Los autores del informe apuestan por intervenir el mercado —algo que consideran justificado cuando hay fallos de mercado—, y destacan que hay facultades que sí están bajando el precio de los manuales. Por ejemplo, Psicología, "donde el precio de los manuales de primer curso es idéntico [30 euros], ya sean de autor de la UNED o externo, e independientemente de la editorial", y Matemáticas o Física, "cuyos precios son muy inferiores a los de textos externos". Además, señala que "existe un porcentaje moderado pero no insignificante de asignaturas [12% de media] en las cuales los profesores proporcionan los manuales de forma gratuita a los estudiantes, normalmente en forma de PDF descargables. Es decir, que algunos de estos profesores renuncian así a un lucro particular, como también lo hacen los que creen mejor recomendar manuales ajenos. Aunque puede verse que estas asignaturas se concentran sobre todo en optativas, y por tanto en los cursos superiores".

El documento deja claro que no hay nada malo en que los profesores realicen sus propios manuales y destaca el buen nivel que tienen algunos de los libros de la UNED: "Existen bastantes asignaturas en las que los textos son manuales de referencia internacional o nacional, aunque cuenten con adaptaciones de los profesores de la asignatura. También eso revela la voluntad de ofrecer los mejores materiales posibles, incluso renunciando al potencial beneficio económico".

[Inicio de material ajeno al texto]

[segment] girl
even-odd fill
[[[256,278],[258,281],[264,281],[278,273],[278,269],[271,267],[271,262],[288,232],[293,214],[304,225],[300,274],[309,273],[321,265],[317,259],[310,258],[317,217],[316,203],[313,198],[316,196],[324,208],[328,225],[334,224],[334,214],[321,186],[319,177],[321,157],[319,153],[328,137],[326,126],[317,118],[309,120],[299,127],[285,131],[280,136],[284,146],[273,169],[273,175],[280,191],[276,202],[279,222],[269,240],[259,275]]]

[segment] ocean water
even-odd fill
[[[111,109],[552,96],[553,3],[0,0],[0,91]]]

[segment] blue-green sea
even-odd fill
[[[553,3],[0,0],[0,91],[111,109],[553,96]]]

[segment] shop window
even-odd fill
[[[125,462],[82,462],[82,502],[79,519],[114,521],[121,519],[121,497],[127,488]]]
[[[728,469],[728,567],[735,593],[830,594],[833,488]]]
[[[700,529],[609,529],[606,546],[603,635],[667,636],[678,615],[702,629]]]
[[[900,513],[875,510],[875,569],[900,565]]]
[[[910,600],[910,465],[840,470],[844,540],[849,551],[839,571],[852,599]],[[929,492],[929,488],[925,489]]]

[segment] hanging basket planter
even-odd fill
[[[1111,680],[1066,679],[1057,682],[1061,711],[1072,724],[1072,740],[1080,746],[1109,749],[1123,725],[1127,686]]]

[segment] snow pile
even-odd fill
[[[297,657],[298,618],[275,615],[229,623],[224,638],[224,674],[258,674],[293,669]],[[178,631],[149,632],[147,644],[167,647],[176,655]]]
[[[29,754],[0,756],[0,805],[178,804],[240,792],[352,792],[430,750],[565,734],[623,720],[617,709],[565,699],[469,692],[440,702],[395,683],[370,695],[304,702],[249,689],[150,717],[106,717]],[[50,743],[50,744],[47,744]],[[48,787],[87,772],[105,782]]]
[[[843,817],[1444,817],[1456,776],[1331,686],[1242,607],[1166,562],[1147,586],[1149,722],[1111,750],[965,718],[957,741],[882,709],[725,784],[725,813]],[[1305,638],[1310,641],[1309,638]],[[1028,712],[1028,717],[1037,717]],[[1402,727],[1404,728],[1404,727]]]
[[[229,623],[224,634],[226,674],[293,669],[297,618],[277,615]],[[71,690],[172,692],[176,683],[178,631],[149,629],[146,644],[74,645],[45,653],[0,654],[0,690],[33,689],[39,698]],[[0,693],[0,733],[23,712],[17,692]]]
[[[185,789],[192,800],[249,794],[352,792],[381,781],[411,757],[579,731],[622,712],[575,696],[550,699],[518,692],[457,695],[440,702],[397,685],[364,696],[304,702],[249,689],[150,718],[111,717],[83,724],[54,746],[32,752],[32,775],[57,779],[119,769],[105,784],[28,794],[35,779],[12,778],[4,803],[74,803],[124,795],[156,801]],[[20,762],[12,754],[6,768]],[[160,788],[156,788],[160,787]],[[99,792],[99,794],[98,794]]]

El negocio de los manuales se suma a otros sobresueldos paralelos que han encontrado profesores de la UNED con los títulos propios. La Fiscalía ha denunciado a cinco docentes del Departamento de Derecho Civil por lucrarse con cursos de enfermería. Se trata de cursos que daban puntos a los interinos de varias comunidades autónomas que al hacerlos subían puestos en las bolsas de trabajo. La Fundación UNED organizaba los cursos, pero no le llegaba todo el dinero porque cinco profesores inflaban los gastos facturando a través de sociedades, según la denuncia de la Fiscalía. Algo parecido hizo el catedrático de Economía Eduardo Pérez Gorostegui, contra el que se querelló la Fiscalía por asignarse medio millón de euros de sus cursos. Lo hizo a través de sus hijos y de su esposa, siempre según la querella.